Die Welt von einst: In dunklem Eichenholz gerahmtes Bild in Öl; auf alter Leinwand, gelb vom Dunst, doch unter leichtem Krakele spricht jeder Pinselstrich von Kunst, die Ehrfurcht zollt dem Geist, der aus dem Rahmen fiel, den der Betrachter in Erinnerung bewahrt, und sich im Denken als ein Funken „Gestern“ offenbart.
Die Zeit vergeht, so zäh wälzt sie sich oftmals, wie ein Lavastrom und so behäbig, manchmal scheint’s, sie ist nur Illusion.
Durch die Epochen kommt sie gekrochen; doch halten kann man sie nie, und irgendwann wird sie vergehen, mit ihr das Zeitgeschehen, und eine neue Zeit sie folgt der alten, so wie ein endlos' Band geknüpft an die Gewalten der vergang’nen Zeiten, steht sie in dunklem Kleid und hast du sie erkannt, wird sie dir sanft entgleiten.
Manchmal sind Träume wie ein Fluss, voll von Gedanken, die wie Wasser fließen, als würd‘ erstarrte Zeit ein Bild aufschließen, weil manch‘ Verlebtes weiterströmen muss.
Dann pochen spürbar Herz und Seele verbinden sich mit ihm, in jedem Schlag. Man steht davor, an angezeigter Stelle, und kennt genau noch Haus und Tag.
Das Bild berührte, weckte Emotionen. Es steckt ein Trauma, unbewusst, darin. Obwohl schon lange Fremde darin wohnen, war’s nur verdrängt und unbewusst der Sinn.
Das Elternhaus erscheint mir oft im Traum; mich trägt vor dessen Bild die Illusion. Wahrhaftig seh‘ ich mich vor leerem Raum. „Loslassen!“, klingt es in mir, wie ein Hohn.
Der Wellengang - ein sanftes Sinken, Heben in Bild und Sein.
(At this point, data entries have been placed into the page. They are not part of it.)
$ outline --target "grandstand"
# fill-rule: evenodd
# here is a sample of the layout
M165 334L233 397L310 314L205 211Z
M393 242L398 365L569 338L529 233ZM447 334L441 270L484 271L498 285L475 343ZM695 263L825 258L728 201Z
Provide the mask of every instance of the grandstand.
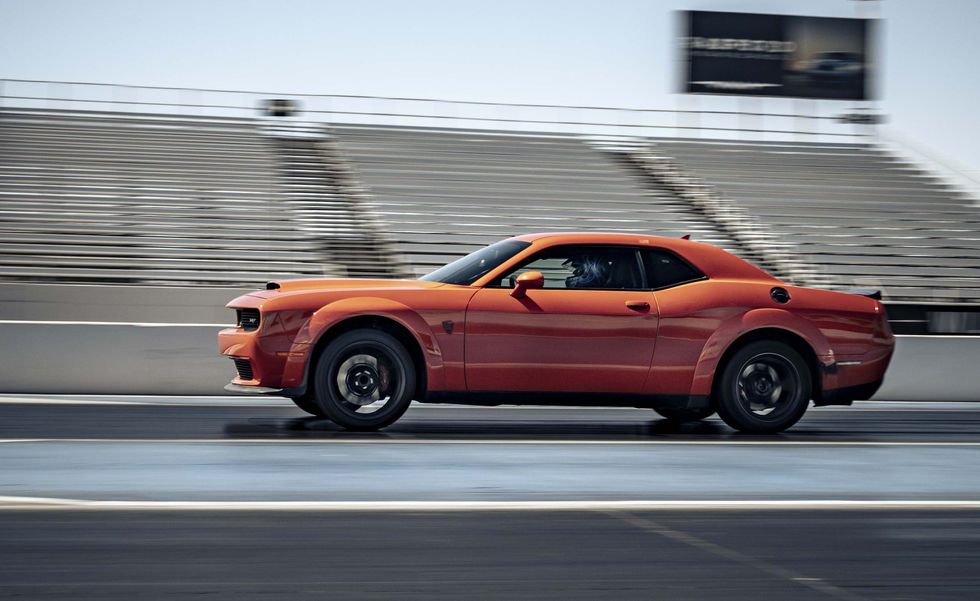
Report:
M297 141L253 119L4 110L0 141L4 279L238 285L388 273L385 260L356 270L336 256L331 240L364 241L371 255L370 230L337 210L326 182L306 195Z
M0 141L7 281L417 276L515 234L613 230L888 301L980 300L977 209L869 144L40 108L0 111Z
M980 211L882 148L656 139L679 168L734 200L834 288L891 301L980 299Z
M541 231L730 238L578 136L335 126L371 208L416 275Z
Das Meer von innen her, ein grollend tiefes Beben, im gänzlich übervollen Wimmeln, nie allein.
Oh, fremde Welt, wo Wog‘ an Woge schlägt, die Tiefe unergründlich ist und lichtlos trotzdem Leben in sich trägt, das feurig glühend, dicht an dicht, den Ursprung zeigt, der uns geprägt und der das Licht in Schatten bricht.
Die Dimension des Wassers voller Leben mit winzigen Gebinden der Natur und riesenhaften Körpern – alle schweben.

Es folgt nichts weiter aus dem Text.